Rogen has a new comedy, “American Pickle,” opening this month straight to streaming courtesy of HBO Max. The project stars Rogen in a double role and was originally produced and set for distribution through Sony Pictures. In an interview with Insider, Rogen revealed that Sony had made up its mind to sell the film off before the pandemic shut down theaters across the country.
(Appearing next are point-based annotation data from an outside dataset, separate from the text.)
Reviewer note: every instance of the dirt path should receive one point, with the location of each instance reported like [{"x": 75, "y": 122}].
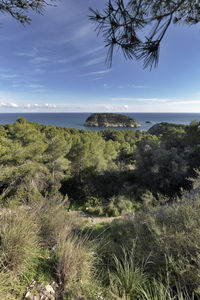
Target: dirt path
[{"x": 92, "y": 218}]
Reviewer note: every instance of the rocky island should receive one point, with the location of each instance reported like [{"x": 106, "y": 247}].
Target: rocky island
[{"x": 111, "y": 120}]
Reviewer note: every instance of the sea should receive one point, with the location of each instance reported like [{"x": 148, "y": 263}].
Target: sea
[{"x": 76, "y": 120}]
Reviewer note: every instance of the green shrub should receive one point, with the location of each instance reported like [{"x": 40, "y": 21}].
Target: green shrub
[{"x": 19, "y": 250}]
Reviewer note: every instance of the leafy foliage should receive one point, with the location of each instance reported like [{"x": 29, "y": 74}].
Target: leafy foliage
[{"x": 123, "y": 24}]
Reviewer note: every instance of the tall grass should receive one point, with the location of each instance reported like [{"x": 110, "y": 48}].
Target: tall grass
[{"x": 19, "y": 248}]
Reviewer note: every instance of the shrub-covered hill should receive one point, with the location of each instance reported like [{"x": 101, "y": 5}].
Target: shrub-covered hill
[
  {"x": 111, "y": 120},
  {"x": 94, "y": 169},
  {"x": 150, "y": 252}
]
“The first time [Sony executive Tom Rothman] saw the movie he said, ‘I love this movie,’ and he said he cried,” Rogen said. “Then he was like, ‘There’s no way Sony can release this film.’ And usually you are disappointed, but we were like, ‘Thanks for being honest, you’re right.'”
Sony’s apprehension to release “American Pickle” landed it on HBO Max, an acquisition Rogen told Entertainment Weekly was “definitely a bit of a bummer” because streaming means no audience interaction. And yet, the pandemic also means no audience interaction.
“Obviously when we make movies we generally are gearing them toward a theatrical release,” Rogen said. “But honestly pretty early on in the process, we realized that a traditional Sony release — which is how we initially made it — was not going to be the best route for it. So then as soon as coronavirus stuff happened, it was pretty easy to reconcile that maybe I would miss out on getting to watch this with theaters full of people.”
“American Pickle” debuts August 6 on HBO Max.